On June 29, 1981, the Commonwealth filed an application for extension of time for commencement of trial. The appellee filed a motion to dismiss pursuant to Rule 1100. The lower court held that the acceptance of the plea of nolo contendere, subject to the terms of the plea bargain, did not signify “commencement of trial” for Rule 1100 purposes. Lower ct. op. at 3. Therefore, on July 9, 1981, the lower court dismissed with prejudice the charges against the appellee on the ground that Rule 1100 had been violated. The Commonwealth timely appealed.

The Commonwealth presents the sole question to be considered on appeal as follows:

Whether the lower court erred in dismissing charges with prejudice against Appellee on the basis of a violation of “Pa.R.Crim.P. 1100”?

Brief for Appellant at iv.

To resolve this issue, we must determine whether the acceptance of the plea of nolo contendere, subject to the terms of a plea bargain, signified the “commencement of trial” for Rule 1100 purposes.

*405The lower court opinion relies on Commonwealth v. Cox, 276 Pa.Super. 29, 419 A.2d 78 (1980). In that case, a panel of this court held that acceptance of the defendant’s guilty plea did not signify “commencement of trial.” However, Cox was expressly overruled by an en banc panel of this court in Commonwealth v. Lewis, 295 Pa.Super. 61, 440 A.2d 1223 (1982). Lewis held that a tender of a plea of guilty signifies “commencement of trial.”

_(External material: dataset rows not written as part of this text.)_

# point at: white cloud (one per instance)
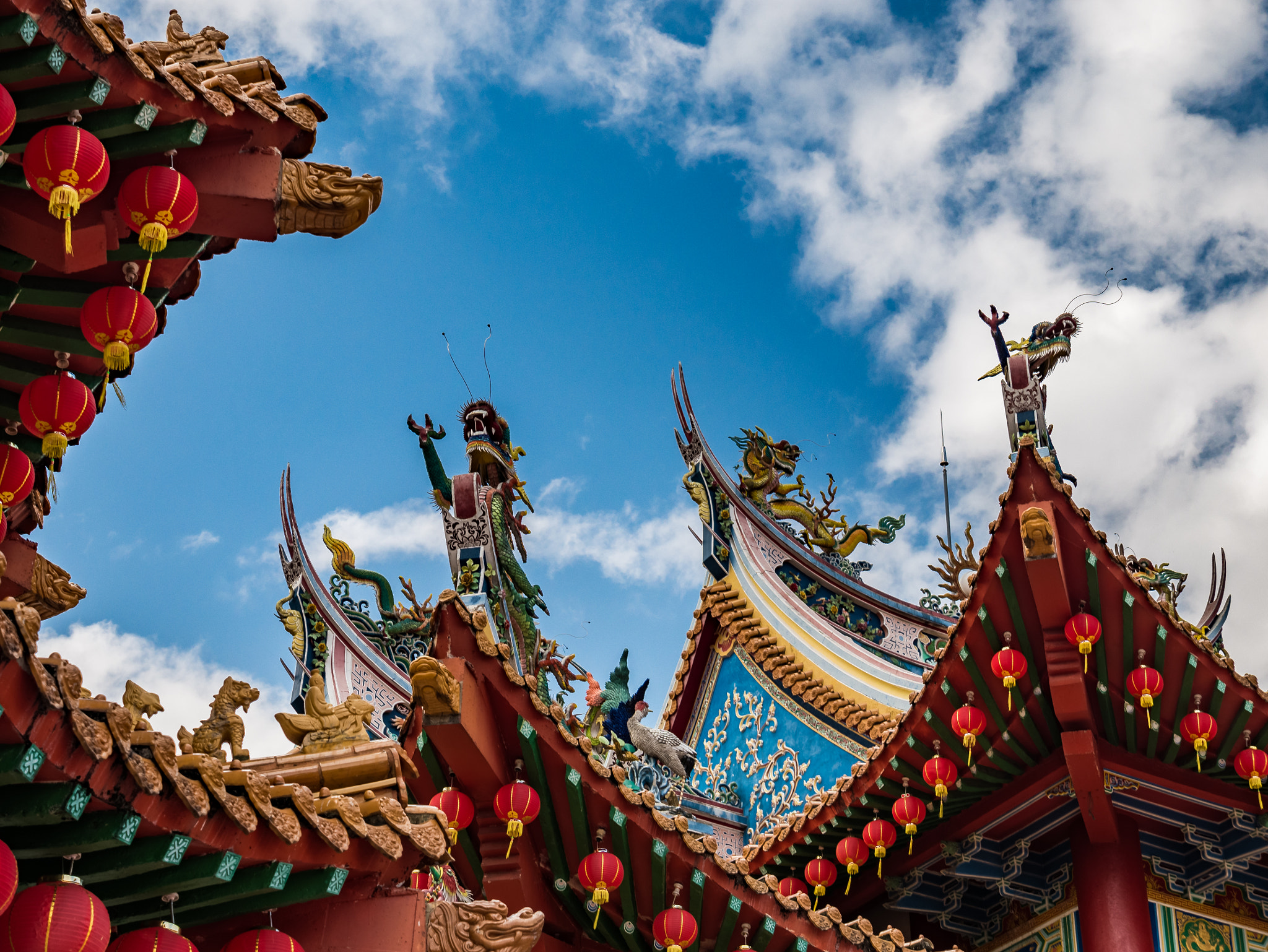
(628, 547)
(184, 681)
(410, 527)
(199, 542)
(1006, 156)
(625, 545)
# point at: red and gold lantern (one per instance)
(1251, 764)
(908, 811)
(1009, 665)
(1083, 630)
(159, 203)
(600, 873)
(17, 476)
(879, 836)
(66, 167)
(515, 805)
(58, 409)
(263, 941)
(1199, 728)
(118, 322)
(821, 874)
(8, 116)
(966, 724)
(675, 928)
(8, 874)
(458, 809)
(791, 885)
(1145, 683)
(164, 937)
(59, 915)
(940, 774)
(851, 854)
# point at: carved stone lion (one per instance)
(225, 727)
(140, 704)
(481, 927)
(435, 689)
(1038, 534)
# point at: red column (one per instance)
(1110, 880)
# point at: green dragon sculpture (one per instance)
(399, 620)
(766, 462)
(495, 488)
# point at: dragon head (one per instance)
(1048, 345)
(489, 443)
(762, 451)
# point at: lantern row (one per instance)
(67, 167)
(59, 914)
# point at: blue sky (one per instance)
(804, 203)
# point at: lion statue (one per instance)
(481, 927)
(225, 727)
(140, 704)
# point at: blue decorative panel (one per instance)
(760, 748)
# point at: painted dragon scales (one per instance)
(768, 462)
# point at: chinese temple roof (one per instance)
(236, 137)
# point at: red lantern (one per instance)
(17, 476)
(1197, 729)
(966, 723)
(8, 116)
(1083, 630)
(58, 409)
(821, 874)
(59, 915)
(600, 873)
(119, 322)
(1145, 685)
(675, 928)
(910, 811)
(164, 937)
(458, 810)
(66, 167)
(879, 836)
(515, 805)
(791, 885)
(8, 870)
(1251, 764)
(159, 203)
(940, 774)
(1009, 665)
(263, 941)
(851, 854)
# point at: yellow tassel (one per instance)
(64, 203)
(54, 445)
(117, 357)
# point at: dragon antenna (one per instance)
(946, 491)
(1091, 296)
(456, 366)
(486, 364)
(1106, 303)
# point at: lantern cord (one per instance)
(456, 366)
(486, 363)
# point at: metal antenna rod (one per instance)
(946, 491)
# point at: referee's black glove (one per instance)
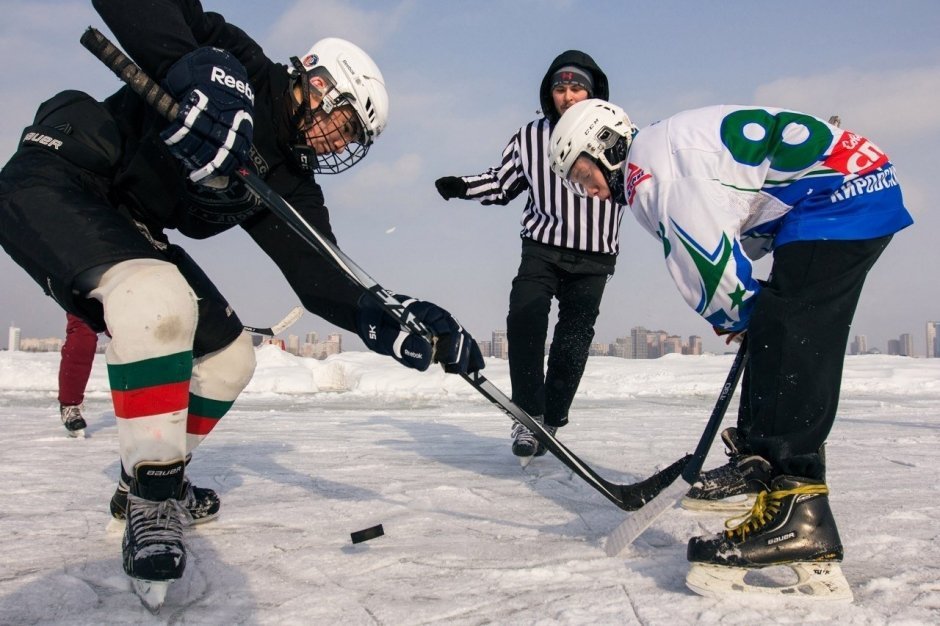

In short, the tendering of a guilty plea triggers immediately the guilt-determining process, and trial thereupon commences for purposes of determining compliance with Rule 1100. It matters not whether the trial court accepts the guilty plea immediately or takes it under advisement in order to study further the terms of the plea bargain and prepare for sentencing.

Id., 295 Pa.Superior Ct. at 67, 440 A.2d at 1226.

Lewis is consistent with the amendment to Rule 1100 which specifically states when trial begins for purposes of the rule:

(b) For the purpose of this Rule, trial shall be deemed to commence on the date the trial judge calls the case to trial, or the defendant tenders a plea of guilty or nolo contendere.

Pa.R.Crim.P. No. 1100(b) (emphasis added).

Although Cox was the law at the time the trial court judge dismissed the charges, we believe we should apply the amended rule and recent case law. The Lewis case noted that Cox was inconsistent with the intent of Rule 1100. We will not apply the reasoning of a case that incorrectly interpreted Rule 1100.

Therefore, we hold that Margetas’ trial commenced when he tendered his plea of nolo contendere.

The Comment to Rule 1100 was amended to say that "... rejection of ... a guilty plea should be considered the granting of a new trial for purposes of this rule.” Pursuant to this amendment, when Judge Érb rejected Margetas’ plea, the Commonwealth should have been given 120 days to commence a new trial. See Pa.R.Crim.P. No. 1100(e)(1).

*406The order of the lower court is reversed and the case remanded for a new trial. Jurisdiction is relinquished.